The decision of Charlie Flanagan to commemorate the Royal Irish Constabulary and by extension, the Black and Tans is an outrage. But behind it lies Fine Gael’s ambition to draw this country ever closer into a web of imperialist relations.
The RIC was one of the first police forces ever formed in the world. Their purpose was to keep Ireland safe for the British empire. They were recruited from rural areas and were chosen because they were amongst the biggest and largest men. In 1913, the Dublin Metropolitan Police – the RIC’s counterpart in the city – baton-charged striking workers so ferociously that they murdered two people.
After 1919 a popular struggle – involving thousands of people who took up arms – drove out the RIC and formed liberated zones in parts of the country. Police stations were burnt to the ground and a mass boycott meant that people refused to supply them. The IRA embarked on a campaign of shootings to force them out, killing many RIC officers. By 1920, the RIC had retreated from 500 barracks.

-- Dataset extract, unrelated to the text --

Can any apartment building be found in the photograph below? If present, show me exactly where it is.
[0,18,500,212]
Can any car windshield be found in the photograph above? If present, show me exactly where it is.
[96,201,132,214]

In response to this, Winston Churchill sent in the ‘Black and Tans’ to bolster the RIC. These became part of the official RIC and their name comes from the fact that they combined the Khaki of the British army with the Black of the RIC uniform. Their main tactic was to launch reprisal and murder squads against the population. The activities of the RIC and the Black and Tans are well known in Ireland. They burnt towns like Balbriggan and Cork and murdered innocent people.
Instead of commemorating this brutal, repressive force, we should be celebrating an Irish revolution that drove them out.
But that is not in Fine Gael’s nature. The party has always wanted to bring Ireland back into the Commonwealth and turn us into a minor player in the Anglo-American imperial enterprise.
We should totally reject Flanagan’s stupid idea. But while doing so, let’s link our anger to the contemporary world and demand that the US army also get out of Shannon. If it was right to throw out the Black and Tans, then it is equally right to throw the US and British armies out of Iraq.